GitHub - ankurv/SCVector: Segmented Delta Compressed Vector for storing millions of sorted numbers, (i needed it for holding reverse indexes in the database)

Branches Tags

Name		Name	Last commit message	Last commit date
Latest commit History 6 Commits
README.txt		README.txt
scvector.h		scvector.h
scvectortest.cpp		scvectortest.cpp

Repository files navigation

ABOUT:

Lot of systems generate large volume (billions) of increasing numbers. A normal vector can not hold them in memory. Even if it does memory soon gets fragmented enough to get that big continuous chunk of memory. This data structure aims to solve that.

Insertion: O(1)
Lookup   : O(n) 
Deletion : Not Supported


INSPIRATION/USE CASE:

In a nosql database the search in implemented using reverse indexes.
Reverse indexes are a list of sorted docIds against each search term.
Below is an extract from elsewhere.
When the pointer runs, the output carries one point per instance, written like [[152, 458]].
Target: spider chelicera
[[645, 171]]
In a really big database having billions of rowse, there can 100s of millions of items against each term. Only good thing is that they are sorted so we can do some magic to store and operate on them.

If a database has lets says around a billion records.
A query like *.txt hits on 100 million docIds, to hold these 100 million 8 bytes docIds in memory would require 800MB in a typical vector.
 It would be tough to allocate a 800MB continous chunk of memory from system. 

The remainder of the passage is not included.